5) Le Honduras est connu pour des niveaux élevés de corruption et d’assassinats de défenseurs de l’environnement de renommée internationale tels que la militante indigène Berta Cáceres ou le conseiller municipal et catholique engagé Juan López. Dans le cas paradigmatique de Berta Cáceres, le GIEI, une commission internationale indépendante d’experts, a récemment déterminé objectivement les structures de collusion entre les entreprises, le crime organisé, l’État et les banques internationales de développement et les a présentées en détail dans un rapport de plus de 500 pages. Cependant, le gouvernement Asfura ne reconnaît pas le mandat du GIEI donné par la Commission interaméricaine des droits de l’homme. La création d’une commission internationale contre l’impunité sous mandat de l’ONU pour le Honduras a également échoué jusqu’à présent.

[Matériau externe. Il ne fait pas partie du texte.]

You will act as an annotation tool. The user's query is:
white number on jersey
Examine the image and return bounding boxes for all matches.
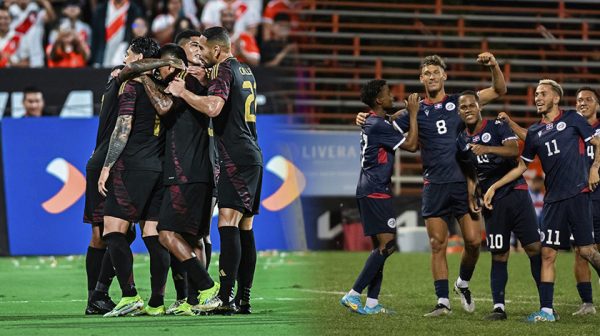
[435,119,448,134]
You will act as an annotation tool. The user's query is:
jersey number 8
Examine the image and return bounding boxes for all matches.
[242,81,256,122]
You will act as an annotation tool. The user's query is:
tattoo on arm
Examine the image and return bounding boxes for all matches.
[141,76,173,115]
[104,115,133,169]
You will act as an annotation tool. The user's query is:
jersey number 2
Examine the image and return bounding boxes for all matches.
[242,81,256,122]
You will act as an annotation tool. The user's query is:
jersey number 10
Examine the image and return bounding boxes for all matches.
[242,81,256,122]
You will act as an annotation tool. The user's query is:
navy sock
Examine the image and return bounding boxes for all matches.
[170,254,187,300]
[181,257,215,293]
[577,282,594,303]
[458,263,475,281]
[104,232,137,297]
[352,249,388,293]
[433,279,449,299]
[235,230,256,303]
[142,236,171,307]
[529,254,542,286]
[367,266,383,299]
[540,282,554,308]
[490,259,508,304]
[219,226,242,303]
[85,246,106,300]
[204,242,212,270]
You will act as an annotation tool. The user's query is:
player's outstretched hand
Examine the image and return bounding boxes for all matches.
[98,167,110,197]
[165,77,185,97]
[477,51,498,67]
[588,165,600,191]
[406,93,419,115]
[483,186,496,210]
[356,112,369,126]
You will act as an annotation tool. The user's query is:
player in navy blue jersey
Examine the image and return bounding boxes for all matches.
[457,91,542,320]
[357,52,506,317]
[573,87,600,315]
[340,79,419,314]
[484,79,600,322]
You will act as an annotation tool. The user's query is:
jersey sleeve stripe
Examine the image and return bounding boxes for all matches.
[521,155,533,162]
[394,138,406,150]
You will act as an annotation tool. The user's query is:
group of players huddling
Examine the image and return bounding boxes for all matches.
[340,52,600,322]
[84,27,262,317]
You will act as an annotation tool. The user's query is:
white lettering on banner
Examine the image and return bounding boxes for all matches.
[317,211,342,240]
[302,145,358,160]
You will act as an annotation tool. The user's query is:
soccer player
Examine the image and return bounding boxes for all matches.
[357,52,506,317]
[83,38,181,315]
[484,79,600,322]
[340,79,419,315]
[139,44,218,315]
[98,39,169,317]
[456,91,542,320]
[573,87,600,315]
[167,27,263,314]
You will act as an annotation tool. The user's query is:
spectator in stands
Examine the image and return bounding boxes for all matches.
[221,7,260,66]
[91,0,144,68]
[152,0,183,45]
[46,26,90,68]
[262,0,300,41]
[48,0,92,48]
[261,13,298,67]
[131,17,148,40]
[200,0,261,35]
[9,0,56,68]
[23,87,44,118]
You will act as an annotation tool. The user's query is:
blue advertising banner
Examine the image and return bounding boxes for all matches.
[2,116,307,255]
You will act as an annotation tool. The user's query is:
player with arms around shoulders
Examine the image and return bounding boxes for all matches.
[340,80,419,314]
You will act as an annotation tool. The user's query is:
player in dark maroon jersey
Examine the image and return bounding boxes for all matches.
[484,79,600,322]
[167,27,263,314]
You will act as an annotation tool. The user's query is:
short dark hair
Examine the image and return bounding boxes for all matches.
[175,29,202,45]
[421,55,446,70]
[360,79,387,108]
[458,90,479,103]
[159,43,188,66]
[131,37,160,58]
[202,27,231,48]
[575,86,600,103]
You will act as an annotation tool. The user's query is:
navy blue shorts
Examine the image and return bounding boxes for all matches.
[357,197,396,236]
[483,189,540,253]
[540,193,594,249]
[592,200,600,244]
[421,182,469,219]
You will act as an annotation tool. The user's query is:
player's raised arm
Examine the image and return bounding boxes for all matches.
[483,158,527,210]
[400,93,419,152]
[496,112,527,141]
[477,52,506,105]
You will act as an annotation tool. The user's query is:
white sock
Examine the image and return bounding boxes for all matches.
[438,298,450,308]
[365,297,379,308]
[456,277,469,288]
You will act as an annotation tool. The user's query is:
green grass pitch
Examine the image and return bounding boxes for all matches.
[0,252,600,336]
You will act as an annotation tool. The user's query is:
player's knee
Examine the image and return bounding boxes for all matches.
[379,239,397,257]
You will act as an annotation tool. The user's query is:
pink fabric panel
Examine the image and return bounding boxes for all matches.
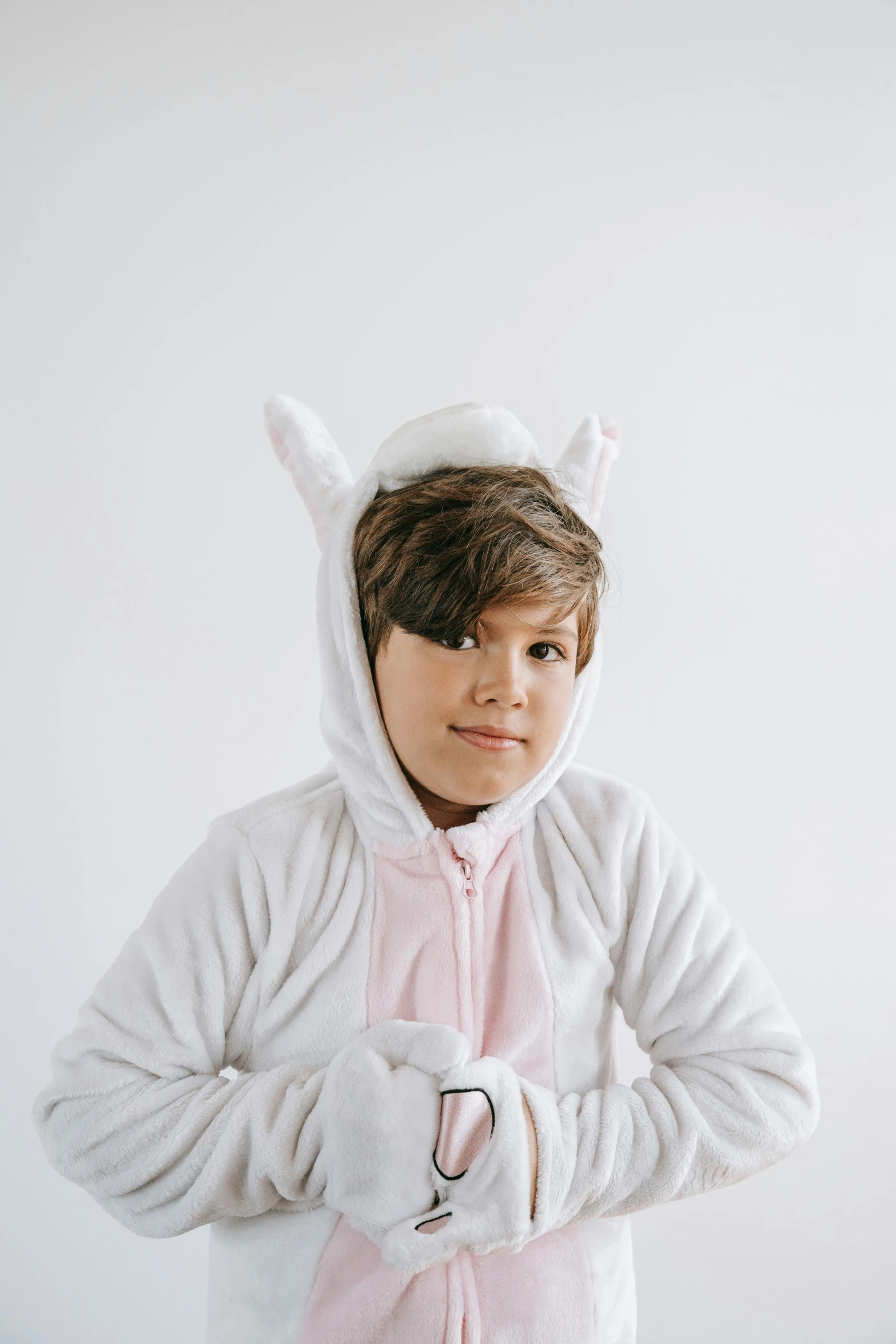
[301,832,594,1344]
[435,1091,492,1180]
[367,845,466,1031]
[462,1226,595,1344]
[481,833,553,1087]
[298,1218,451,1344]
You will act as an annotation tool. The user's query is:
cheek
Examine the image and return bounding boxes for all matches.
[377,659,458,750]
[537,668,575,758]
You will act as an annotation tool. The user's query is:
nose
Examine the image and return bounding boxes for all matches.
[473,649,529,710]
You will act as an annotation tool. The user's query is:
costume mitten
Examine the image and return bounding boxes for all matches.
[381,1056,533,1273]
[316,1020,470,1243]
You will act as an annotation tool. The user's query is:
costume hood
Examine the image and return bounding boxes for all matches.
[265,395,618,844]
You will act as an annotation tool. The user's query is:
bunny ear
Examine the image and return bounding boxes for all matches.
[265,394,352,546]
[556,415,619,523]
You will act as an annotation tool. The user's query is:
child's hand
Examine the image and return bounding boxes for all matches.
[381,1056,533,1273]
[317,1020,470,1243]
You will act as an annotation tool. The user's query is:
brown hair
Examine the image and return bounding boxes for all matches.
[353,466,606,675]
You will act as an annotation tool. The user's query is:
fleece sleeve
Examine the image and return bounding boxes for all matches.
[35,822,333,1236]
[521,802,818,1235]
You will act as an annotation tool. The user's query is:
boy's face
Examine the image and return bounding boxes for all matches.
[375,602,578,808]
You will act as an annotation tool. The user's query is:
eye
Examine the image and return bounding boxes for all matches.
[529,644,566,663]
[439,634,476,652]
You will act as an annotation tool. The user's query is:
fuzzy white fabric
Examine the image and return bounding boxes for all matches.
[314,1021,470,1242]
[35,398,817,1344]
[383,1056,535,1273]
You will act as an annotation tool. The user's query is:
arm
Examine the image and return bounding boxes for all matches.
[35,822,469,1239]
[523,805,818,1230]
[383,785,817,1269]
[34,824,333,1236]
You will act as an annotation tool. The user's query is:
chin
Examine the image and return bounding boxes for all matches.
[442,778,525,808]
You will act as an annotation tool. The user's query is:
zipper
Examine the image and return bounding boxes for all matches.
[447,853,482,1344]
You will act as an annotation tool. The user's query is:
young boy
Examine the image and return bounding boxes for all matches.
[36,398,817,1344]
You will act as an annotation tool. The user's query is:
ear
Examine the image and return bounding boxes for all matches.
[265,394,352,546]
[556,415,619,524]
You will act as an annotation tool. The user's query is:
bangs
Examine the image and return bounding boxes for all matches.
[355,466,606,673]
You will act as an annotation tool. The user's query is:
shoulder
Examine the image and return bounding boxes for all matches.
[541,765,653,830]
[208,766,348,845]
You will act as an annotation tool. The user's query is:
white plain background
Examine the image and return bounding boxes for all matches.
[0,0,896,1344]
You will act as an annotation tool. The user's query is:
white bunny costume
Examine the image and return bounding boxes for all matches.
[35,396,817,1344]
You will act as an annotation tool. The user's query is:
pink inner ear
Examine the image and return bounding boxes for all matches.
[435,1091,495,1180]
[265,407,326,546]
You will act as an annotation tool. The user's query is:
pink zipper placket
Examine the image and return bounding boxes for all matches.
[454,853,485,1059]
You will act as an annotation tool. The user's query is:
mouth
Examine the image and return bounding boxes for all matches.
[451,723,524,751]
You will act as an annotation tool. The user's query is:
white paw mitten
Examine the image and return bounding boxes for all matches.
[381,1056,533,1273]
[316,1020,470,1243]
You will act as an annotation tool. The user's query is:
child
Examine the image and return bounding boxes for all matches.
[36,396,817,1344]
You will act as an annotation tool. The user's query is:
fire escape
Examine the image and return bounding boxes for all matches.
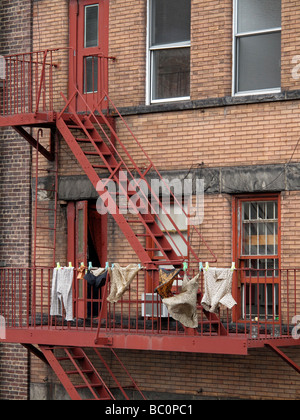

CONCLUSION : Sans une application cohérente des droits fonciers et des droits de codétermination, toutes les initiatives de politique climatique resteront inefficaces. Le gouvernement hondurien porte la responsabilité directe de son mépris persistant des normes internationales en matière de droits humains, de son incapacité à mettre en œuvre des décisions contraignantes et de la mise en danger systématique de ceux qui défendent ses territoires. Quiconque parle de « protection » et d’« adaptation » dans ces conditions occulte la réalité de la violence structurelle et de l’inaction politique. Dans ce contexte, les annonces de relocalisations potentielles deviennent une menace de déplacement accéléré.

Quiconque donne une légitimité politique au Honduras sur des plateformes internationales telles que le Forum de Berlin sur la mobilité climatique ne doit pas rester silencieux face aux violations documentées des droits humains. La coopération internationale, le financement et le soutien politique doivent être liés au respect démontré des droits de l’homme, à la mise en œuvre des jugements internationaux et à la protection des communautés autochtones et de petites exploitations agricoles. La justice climatique nécessite des conséquences claires contre les gouvernements qui ignorent les droits et un soutien concret et direct à l’autodétermination et à la participation des communautés en première ligne de la crise climatique.